Enable Data Lineage for External Systems

Overview

This guide explains how to configure your data pipelines to emit lineage data to Astro.

To generate lineage graphs for your data pipelines, you first need to configure your data pipelines to emit lineage data. Because lineage data can be generated in all stages of your pipeline, you can configure pipeline components outside of Astro, such as dbt or Databricks, to emit lineage data whenever they're running a job. Coupled with lineage data emitted from your DAGs, Astro generates a lineage graph that can provide context to your data before, during, and after it reaches your Deployment.

Lineage data is generated via OpenLineage, which is an open source standard for lineage data creation and collection. Astro receives metadata about running jobs and datasets via the OpenLineage API. Each Astro Organization has an OpenLineage API key that you can specify in your external systems. Your external systems can use this API key to send lineage data back to your Control Plane.

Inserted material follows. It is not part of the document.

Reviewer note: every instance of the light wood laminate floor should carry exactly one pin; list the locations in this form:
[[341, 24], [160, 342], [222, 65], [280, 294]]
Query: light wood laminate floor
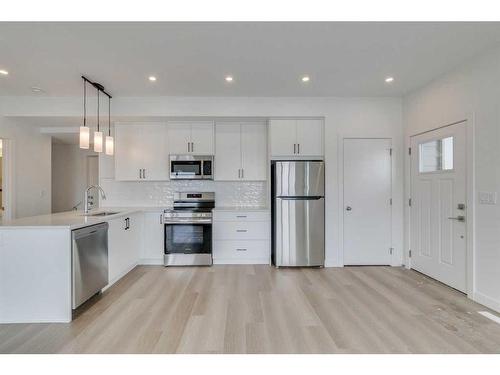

Diagram showing how lineage data flows to Astro

Generally, configuring a system to send lineage data requires:

  • Installing an OpenLineage backend to emit lineage data from the system
  • Specifying your organization's OpenLineage API endpoint to send lineage data back to the Astro Control Plane.
tip

You can access a version of this documentation directly from the Lineage tab in the Cloud UI. The embedded documentation additionally loads your Organization's configuration values, such as your OpenLineage API key and your Astro base domain, directly into configuration steps.

Retrieve Your OpenLineage API Key

To send lineage data from an external system to Astro, you must specify your Organization's OpenLineage API key in the external system's configuration. To find your Organization's API key:

  1. In the Cloud UI, open the Lineage tab.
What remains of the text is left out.